While the book goes into ways to run the code written there elsewhere, I think it misses the mark for most people who are interested in using shaders for game development. If that’s you, you’re probably wanting to write shaders for Unity, Unreal, or Godot. In both cases, you may actually want to start by trying out visual shader programming, espically if you’re not used to code. However, I do recommend coming back to code at some point as the visual editors are usually both limited and generate kinda slow code.

If you’re using Unity, you’ll want to use the built in Shader Graph if you’re using either the Scriptable Render Pipelines (SRP) ( so the High Definition Render Pipeline (HDRP) or .Universal Render Pipeline (URP)) Unfortunately, it doesn’t work with the Built-In render pipeline (yes, it’s confusing) - though you can use the $80 Amplify Shader Editor for Built-In. If you’re doing development for VR chat, this is probably your best bet unless you want to jump right into code - which is fine! You can do it!

If you’re using Unreal [TODO]

If you’re using Godot, good news, you can use its visual shader editor.

If you’re going right for code, having something with a debugger may come in handy. Debuggers for shaders are still rather novel, but Shadered is pretty neat, albeit a bit confusing to use at first.
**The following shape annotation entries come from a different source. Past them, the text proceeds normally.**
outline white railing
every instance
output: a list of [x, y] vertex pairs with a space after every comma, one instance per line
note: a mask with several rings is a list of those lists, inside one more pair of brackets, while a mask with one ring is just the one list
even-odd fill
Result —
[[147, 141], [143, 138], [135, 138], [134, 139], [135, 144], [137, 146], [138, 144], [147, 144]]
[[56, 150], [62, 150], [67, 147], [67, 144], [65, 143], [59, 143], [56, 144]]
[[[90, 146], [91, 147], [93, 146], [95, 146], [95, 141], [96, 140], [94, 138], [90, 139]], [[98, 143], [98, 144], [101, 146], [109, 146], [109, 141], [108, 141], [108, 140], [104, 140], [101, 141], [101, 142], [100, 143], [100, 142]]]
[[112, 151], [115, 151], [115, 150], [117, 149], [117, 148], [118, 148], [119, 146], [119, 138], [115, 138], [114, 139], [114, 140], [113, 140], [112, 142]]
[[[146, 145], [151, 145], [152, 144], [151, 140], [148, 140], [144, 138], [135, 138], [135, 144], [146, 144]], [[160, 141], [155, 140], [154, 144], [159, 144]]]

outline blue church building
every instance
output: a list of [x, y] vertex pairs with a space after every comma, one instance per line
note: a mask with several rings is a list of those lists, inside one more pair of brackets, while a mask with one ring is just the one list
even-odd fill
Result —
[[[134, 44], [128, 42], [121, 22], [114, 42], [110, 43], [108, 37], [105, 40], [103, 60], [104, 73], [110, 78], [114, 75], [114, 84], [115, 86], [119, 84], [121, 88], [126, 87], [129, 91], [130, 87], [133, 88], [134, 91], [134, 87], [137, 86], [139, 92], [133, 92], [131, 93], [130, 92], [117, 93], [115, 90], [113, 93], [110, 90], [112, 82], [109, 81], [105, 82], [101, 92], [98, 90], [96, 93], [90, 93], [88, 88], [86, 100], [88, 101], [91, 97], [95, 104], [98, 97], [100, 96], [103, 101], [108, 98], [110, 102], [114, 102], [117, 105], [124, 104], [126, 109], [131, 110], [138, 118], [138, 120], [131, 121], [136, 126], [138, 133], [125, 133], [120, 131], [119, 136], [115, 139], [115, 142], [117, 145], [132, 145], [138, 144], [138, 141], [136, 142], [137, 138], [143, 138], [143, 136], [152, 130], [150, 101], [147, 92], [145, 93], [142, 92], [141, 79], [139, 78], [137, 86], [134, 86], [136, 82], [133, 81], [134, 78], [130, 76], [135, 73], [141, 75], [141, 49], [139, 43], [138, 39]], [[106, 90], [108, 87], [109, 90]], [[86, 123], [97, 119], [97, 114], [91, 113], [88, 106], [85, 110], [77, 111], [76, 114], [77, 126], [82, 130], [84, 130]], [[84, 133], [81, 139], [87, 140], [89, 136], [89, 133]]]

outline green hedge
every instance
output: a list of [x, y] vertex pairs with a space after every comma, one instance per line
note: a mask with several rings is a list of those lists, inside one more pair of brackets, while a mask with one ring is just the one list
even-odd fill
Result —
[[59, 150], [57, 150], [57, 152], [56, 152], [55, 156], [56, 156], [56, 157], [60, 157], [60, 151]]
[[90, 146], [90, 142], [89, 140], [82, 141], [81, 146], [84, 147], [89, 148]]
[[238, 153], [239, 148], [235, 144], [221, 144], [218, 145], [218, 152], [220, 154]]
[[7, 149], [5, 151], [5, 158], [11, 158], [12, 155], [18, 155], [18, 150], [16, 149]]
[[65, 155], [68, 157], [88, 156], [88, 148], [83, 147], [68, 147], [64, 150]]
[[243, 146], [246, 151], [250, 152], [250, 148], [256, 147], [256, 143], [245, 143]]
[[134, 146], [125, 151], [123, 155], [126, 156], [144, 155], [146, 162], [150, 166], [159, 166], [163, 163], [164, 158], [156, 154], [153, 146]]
If you’re developing for Unity and want decent syntax highlighiting, code completion, etc. your options are forking over the better part of a grand for dotUltimate or grabbing ShaderlabVS Pro for $35

While the book tries to instill into you the importance of this chapter, I think it’s still a bit understated. Seriously, read this page three times. Mess around with the functions, and actually get a good feel for all of them.
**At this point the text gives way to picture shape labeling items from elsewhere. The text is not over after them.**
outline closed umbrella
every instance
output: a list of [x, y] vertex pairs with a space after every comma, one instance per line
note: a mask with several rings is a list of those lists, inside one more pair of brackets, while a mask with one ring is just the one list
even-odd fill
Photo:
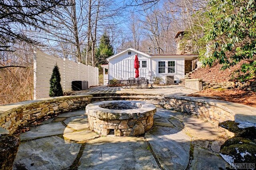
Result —
[[139, 59], [138, 59], [138, 54], [135, 54], [134, 68], [135, 68], [135, 78], [138, 78], [140, 76], [140, 75], [139, 75]]

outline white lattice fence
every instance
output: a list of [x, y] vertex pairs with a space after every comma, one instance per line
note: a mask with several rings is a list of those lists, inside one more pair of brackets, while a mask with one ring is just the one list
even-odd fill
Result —
[[50, 79], [56, 63], [60, 68], [61, 83], [64, 92], [71, 90], [73, 80], [88, 81], [89, 86], [98, 85], [98, 68], [62, 60], [38, 50], [34, 51], [34, 99], [49, 97]]

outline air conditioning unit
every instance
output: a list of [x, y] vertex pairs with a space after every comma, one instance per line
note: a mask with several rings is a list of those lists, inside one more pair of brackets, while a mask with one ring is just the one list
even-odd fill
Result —
[[166, 76], [165, 83], [167, 84], [174, 84], [174, 76]]
[[72, 90], [82, 90], [89, 88], [88, 81], [72, 81]]

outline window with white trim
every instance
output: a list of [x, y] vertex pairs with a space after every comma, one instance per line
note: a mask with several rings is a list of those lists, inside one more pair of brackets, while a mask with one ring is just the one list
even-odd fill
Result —
[[142, 68], [147, 68], [147, 61], [142, 61]]
[[175, 72], [175, 61], [168, 61], [168, 73]]
[[158, 61], [158, 73], [165, 73], [165, 61]]

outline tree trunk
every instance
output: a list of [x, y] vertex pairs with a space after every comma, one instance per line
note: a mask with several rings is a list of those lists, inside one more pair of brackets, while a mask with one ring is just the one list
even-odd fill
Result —
[[87, 30], [87, 45], [86, 47], [86, 55], [85, 61], [85, 64], [87, 65], [88, 61], [88, 54], [90, 49], [90, 39], [91, 36], [92, 29], [91, 28], [91, 17], [92, 10], [92, 0], [89, 0], [89, 10], [88, 11], [88, 30]]
[[80, 43], [78, 37], [78, 31], [77, 27], [77, 20], [76, 20], [76, 0], [71, 0], [72, 3], [72, 22], [74, 27], [74, 35], [76, 41], [76, 55], [78, 61], [82, 62], [81, 51], [80, 51]]

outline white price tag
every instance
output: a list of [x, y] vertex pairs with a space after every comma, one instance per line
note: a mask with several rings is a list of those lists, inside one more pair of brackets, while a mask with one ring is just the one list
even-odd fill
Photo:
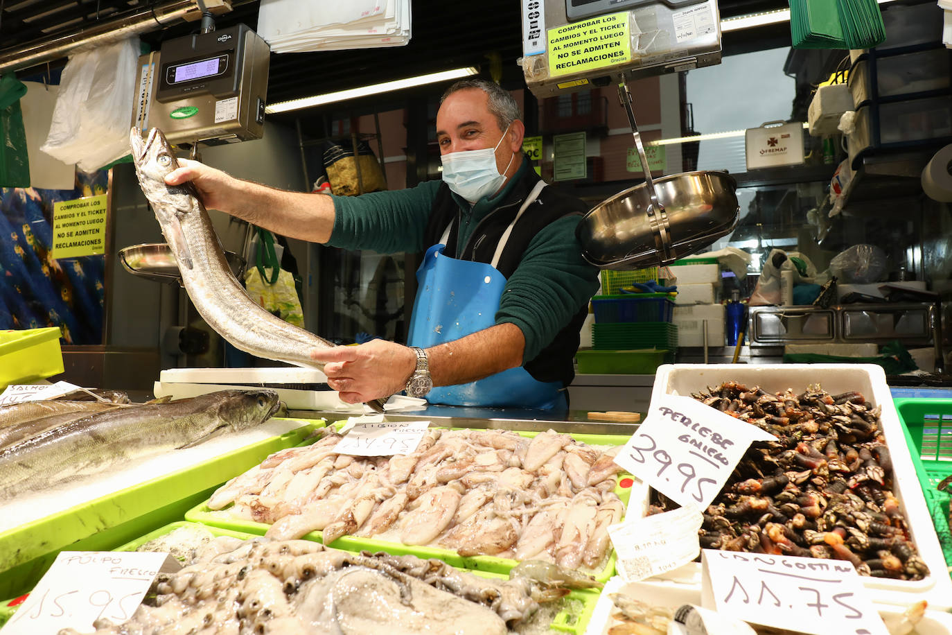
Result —
[[638, 582], [691, 562], [701, 553], [698, 529], [703, 522], [700, 509], [685, 506], [610, 526], [619, 575]]
[[815, 635], [886, 635], [853, 566], [842, 560], [704, 549], [701, 605]]
[[168, 553], [61, 551], [52, 566], [3, 627], [3, 635], [91, 631], [106, 618], [132, 616], [159, 571], [181, 568]]
[[420, 445], [428, 421], [356, 424], [334, 446], [334, 451], [354, 456], [409, 454]]
[[692, 397], [664, 395], [615, 463], [680, 505], [704, 509], [751, 442], [776, 439]]
[[219, 99], [215, 102], [215, 123], [220, 124], [224, 121], [231, 121], [232, 119], [238, 118], [238, 98], [228, 97], [228, 99]]
[[42, 401], [44, 399], [55, 399], [63, 395], [69, 394], [73, 390], [78, 390], [79, 387], [69, 382], [56, 382], [55, 384], [14, 384], [8, 386], [7, 389], [0, 393], [0, 406], [19, 404], [21, 402]]
[[545, 52], [545, 0], [523, 0], [523, 55]]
It also failed to go into some of the trig options. Yes, you have sin(), cos(), tan(), but you also have asin(), acos(), atan(), and depending on the version sinh() , cosh(), and tanh() as well as asinh() , acosh(), and atanh().

Because most people don’t know what those look like off the top of their heads, here’s a quick refrence - You can click the colored circles to turn functions on and off.
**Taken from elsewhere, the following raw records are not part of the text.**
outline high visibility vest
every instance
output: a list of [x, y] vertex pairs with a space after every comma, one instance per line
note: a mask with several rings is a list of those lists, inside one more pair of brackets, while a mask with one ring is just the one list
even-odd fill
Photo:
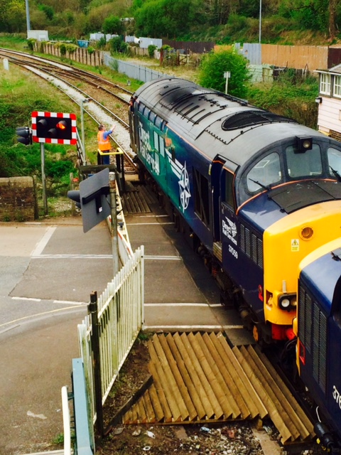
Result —
[[97, 133], [98, 148], [101, 151], [110, 150], [110, 140], [109, 136], [106, 139], [103, 137], [104, 131], [99, 131]]

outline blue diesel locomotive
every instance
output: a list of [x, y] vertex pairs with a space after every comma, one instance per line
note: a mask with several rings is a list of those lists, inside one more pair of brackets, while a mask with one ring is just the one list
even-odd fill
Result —
[[223, 299], [256, 341], [294, 338], [299, 264], [341, 234], [341, 144], [175, 77], [139, 88], [129, 118], [141, 170]]
[[308, 255], [299, 269], [297, 366], [316, 406], [315, 433], [328, 451], [341, 453], [341, 239]]

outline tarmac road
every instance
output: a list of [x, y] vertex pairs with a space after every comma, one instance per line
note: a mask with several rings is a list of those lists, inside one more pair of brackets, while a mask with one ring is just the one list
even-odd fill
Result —
[[[126, 217], [133, 250], [145, 247], [145, 328], [224, 330], [240, 320], [220, 306], [201, 260], [163, 214]], [[60, 448], [60, 390], [71, 390], [77, 325], [92, 291], [112, 279], [105, 222], [83, 233], [80, 216], [0, 223], [0, 455]], [[248, 339], [247, 342], [249, 342]]]

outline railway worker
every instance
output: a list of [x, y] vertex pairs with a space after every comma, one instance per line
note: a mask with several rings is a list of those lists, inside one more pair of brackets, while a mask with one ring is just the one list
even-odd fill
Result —
[[[97, 141], [98, 149], [102, 153], [109, 154], [111, 149], [109, 134], [114, 132], [116, 125], [113, 124], [109, 131], [106, 131], [105, 127], [100, 124], [98, 127]], [[110, 164], [110, 156], [103, 156], [97, 153], [97, 164]]]

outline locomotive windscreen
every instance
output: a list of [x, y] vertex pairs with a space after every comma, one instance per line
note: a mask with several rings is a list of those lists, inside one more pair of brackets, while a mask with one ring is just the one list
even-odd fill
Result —
[[286, 213], [291, 213], [312, 204], [341, 199], [341, 183], [303, 181], [272, 190], [268, 196]]
[[286, 122], [290, 123], [297, 123], [295, 120], [286, 117], [277, 115], [272, 112], [265, 111], [249, 110], [243, 112], [233, 114], [224, 120], [222, 125], [224, 131], [237, 129], [245, 127], [252, 127], [256, 124], [264, 124], [266, 123], [273, 123], [274, 122]]

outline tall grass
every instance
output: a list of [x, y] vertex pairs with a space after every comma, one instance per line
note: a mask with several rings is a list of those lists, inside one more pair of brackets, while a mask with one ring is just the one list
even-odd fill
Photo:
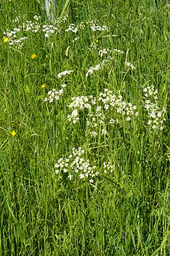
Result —
[[[170, 255], [170, 7], [160, 2], [58, 1], [57, 25], [43, 1], [2, 0], [1, 255]], [[19, 26], [16, 39], [27, 39], [11, 44], [3, 33]], [[105, 89], [120, 103], [104, 102]], [[82, 108], [70, 105], [80, 96]], [[155, 128], [147, 100], [161, 112]]]

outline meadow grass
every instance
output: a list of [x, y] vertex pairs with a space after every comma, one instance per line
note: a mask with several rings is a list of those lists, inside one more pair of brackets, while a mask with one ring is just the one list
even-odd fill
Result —
[[1, 1], [0, 255], [170, 255], [158, 2]]

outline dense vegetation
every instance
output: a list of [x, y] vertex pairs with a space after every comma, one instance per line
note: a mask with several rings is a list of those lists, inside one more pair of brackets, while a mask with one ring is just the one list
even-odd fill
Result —
[[56, 15], [0, 3], [0, 255], [169, 255], [170, 5]]

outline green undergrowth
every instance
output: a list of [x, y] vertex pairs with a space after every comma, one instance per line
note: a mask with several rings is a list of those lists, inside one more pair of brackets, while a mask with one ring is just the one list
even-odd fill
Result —
[[168, 1], [1, 2], [0, 255], [169, 255]]

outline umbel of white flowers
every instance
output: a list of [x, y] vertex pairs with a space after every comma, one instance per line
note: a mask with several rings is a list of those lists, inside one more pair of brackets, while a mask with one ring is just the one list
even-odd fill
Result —
[[54, 18], [56, 10], [56, 0], [45, 0], [46, 13], [48, 19]]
\(\text{Note, }sin^{-1}()\) is the same as \(asin()\) , \(sinh^{-1}()\) is the same as \(asinh()\)
Make sure you re-center the graph about (0,0), otherwise some will appear to be missing!

Of particular use is tanh() as it can be used as a smooth clamping function

There’s also dFdx() and dFdy() for derivatives (see documentation). These do what you think if you know calculus, but you can check This Shadertoy Example from HLorenzi if you want to see it in action. These can be quite useful for things like Edge Detection (try the recommendation from jump89 in the comments); However, support for them is hit-or-miss (try this and this to check your system)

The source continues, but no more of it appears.